The former dissident, Mark Azbel, confronted Graham during a panel discussion last Sunday on ABC-TV’s “This Week with David Brinkley,” following an interview with the minister that was televised by satellite from London. Azbel’s appearance was broadcast from ABC-TV’s studio in Washington, D.C.

Graham, whose trip to the Soviet Union has been denounced by critics as a propaganda triumph for the Soviet government, had been invited there to attend a Soviet-sponsored world gathering of religious leaders opposed to nuclear war.

The minister was feted by Soviet officials and at Christian churches, where he preached the Gospel of Jesus. Traditionally an outspoken critic of the Soviet Union, Graham suggested to the press in Moscow that some religious freedoms are enjoyed in the USSR, pointing to what he said were the large numbers of people who attend church services there.

A BITTER EXCHANGE

In a bitter interchange with Graham, the former Soviet dissident challenged the minister’s authority “to tell what goes on with freedom of religion in Russia…”

Repeatedly interrupting attempts by Graham to respond, Azbel attacked the minister’s suggestion that his meetings with “the Jewish leadership” in Moscow and with the city’s chief rabbi was anything more than a sham. “The Jewish leadership does not want to talk about–has nothing to do with Jews in Moscow or anywhere,” he told Graham. “The chief rabbi in Russia is not even qualified to be a rabbi. You don’t know that.”

Azbel, whose emigration from the Soviet Union was permitted only after a five-year battle with the authorities, was a founding member of the Moscow Sunday Seminar, established for scientists whose positions had been revoked by the government upon their application for emigration visas, as a way of updating one another on developments in their fields.

ASKS GRAHAM TO PUT ‘IT STRAIGHT’

Azbel pressed Graham to acknowledge that his trip to the USSR did not provide him with authoritative information on the state of religion and religious practices in the Soviet Union.

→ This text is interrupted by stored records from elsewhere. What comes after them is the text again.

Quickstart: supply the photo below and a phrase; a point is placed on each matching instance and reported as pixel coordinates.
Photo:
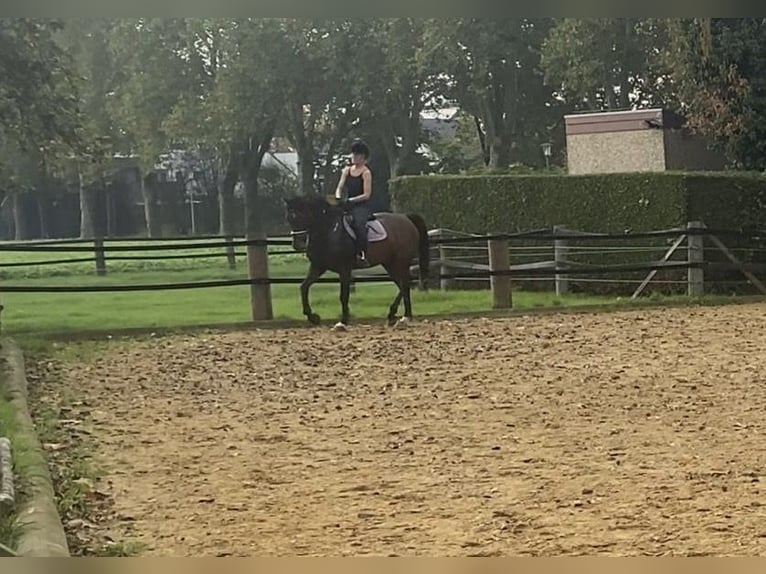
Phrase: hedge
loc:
(608, 203)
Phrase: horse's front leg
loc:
(345, 290)
(314, 273)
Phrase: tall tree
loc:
(494, 66)
(719, 70)
(39, 116)
(607, 63)
(156, 70)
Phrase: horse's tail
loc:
(424, 248)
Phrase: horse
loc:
(322, 230)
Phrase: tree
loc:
(39, 116)
(606, 63)
(495, 75)
(400, 79)
(719, 70)
(157, 69)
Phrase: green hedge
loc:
(608, 203)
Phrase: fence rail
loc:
(455, 258)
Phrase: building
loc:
(636, 140)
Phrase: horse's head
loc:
(305, 213)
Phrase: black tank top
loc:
(354, 185)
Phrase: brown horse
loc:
(318, 228)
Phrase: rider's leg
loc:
(361, 214)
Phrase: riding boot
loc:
(361, 215)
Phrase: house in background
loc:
(636, 140)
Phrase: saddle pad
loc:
(375, 230)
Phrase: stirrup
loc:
(362, 260)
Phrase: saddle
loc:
(375, 229)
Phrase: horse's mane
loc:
(312, 200)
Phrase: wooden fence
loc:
(498, 253)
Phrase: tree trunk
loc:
(482, 140)
(86, 210)
(151, 216)
(227, 179)
(43, 205)
(111, 215)
(306, 169)
(500, 153)
(21, 229)
(251, 167)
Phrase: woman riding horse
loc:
(317, 228)
(354, 191)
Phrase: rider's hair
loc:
(358, 146)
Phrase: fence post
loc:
(500, 261)
(258, 269)
(560, 248)
(695, 245)
(230, 254)
(445, 283)
(100, 255)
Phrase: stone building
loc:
(636, 140)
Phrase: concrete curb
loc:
(42, 534)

In a lengthy emotional statement, Azbel said:

“Would you mind putting it straight? You met leaders. You bring the message from leaders who are opposed to the people, and this is the only thing you know of. You do not know the opinion of the people in Russia. Have you met 10 common Jews who pray, 10 common persons who pray? Have you met people who are in prison? Do you have any knowledge but the knowledge of the official who approached you? And if not, can you speak in the name of the people who are desperate in Russia without you undermining their plight?”

The minister, interrupted at every pause, insisted that “there are millions of people in the Soviet Union that go to church on Sunday.” But he conceded that “restrictions” on religious practices have been in existence since the revolution. Referring to Soviet worshippers affected by those restrictions, Graham added, “… sometimes they become stronger; sometimes they become less.”

Currently on sabbatical leave from Tel Aviv University, Azbel is a professor at the University of Pennsylvania’s Department of Physics. He appeared on Sunday’s television panel together with Methodist minister Edmund Robb, chairman of the Institute on Religion and Democracy. Although Robb’s comments were less emotive than Azbel’s sharp tongue-lashing, he was no less critical of Graham’s visit to the Soviet Union.